What is National Electrical Safety Month? 

National Electrical Safety Month is observed every May and is led by the Electrical Safety Foundation International. It is designed to raise awareness of electrical dangers in the workplace and at home, and to encourage organizations to review their electrical safety programs and practices.

What is NFPA 70E, and why does it matter? 

NFPA 70E is the standard for electrical safety in the workplace, updated every three years by the National Fire Protection Association. Although technically voluntary, OSHA considers it the recognized industry practice for electrical safety and cites employers who fail to follow its requirements under the General Duty Clause.

How often do arc flash risk assessments need to be updated? 

NFPA 70E requires arc-flash risk assessments to be reviewed at intervals not exceeding 5 years and updated whenever a major modification or renovation affects the electrical system. Facilities that complete an initial assessment and allow it to go stale while equipment changes carry unaddressed compliance risk.

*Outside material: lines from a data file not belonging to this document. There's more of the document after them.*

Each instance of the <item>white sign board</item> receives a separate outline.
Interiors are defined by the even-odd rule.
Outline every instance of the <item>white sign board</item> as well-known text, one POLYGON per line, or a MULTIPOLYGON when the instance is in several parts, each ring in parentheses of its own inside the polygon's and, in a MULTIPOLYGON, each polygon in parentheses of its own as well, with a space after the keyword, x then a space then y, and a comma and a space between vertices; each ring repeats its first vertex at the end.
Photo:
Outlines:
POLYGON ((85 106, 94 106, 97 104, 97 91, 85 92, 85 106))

What is the difference between FR clothing and arc-rated PPE? 

Flame-resistant clothing is designed to self-extinguish and resist ignition, but it does not carry an arc rating unless it has been specifically tested for arc flash protection and rated in calories per square centimeter. Standard FR workwear without an arc rating does not meet NFPA 70E requirements for tasks that entail arc-flash exposure.

Why do LOTO violations keep increasing in manufacturing? 

LOTO violations in manufacturing frequently stem from procedures written for one equipment configuration that have not been updated as equipment is modified or replaced. Workers may also follow informal practices that differ from documented procedures under production pressure. Both issues require a system-level response rather than individual retraining alone.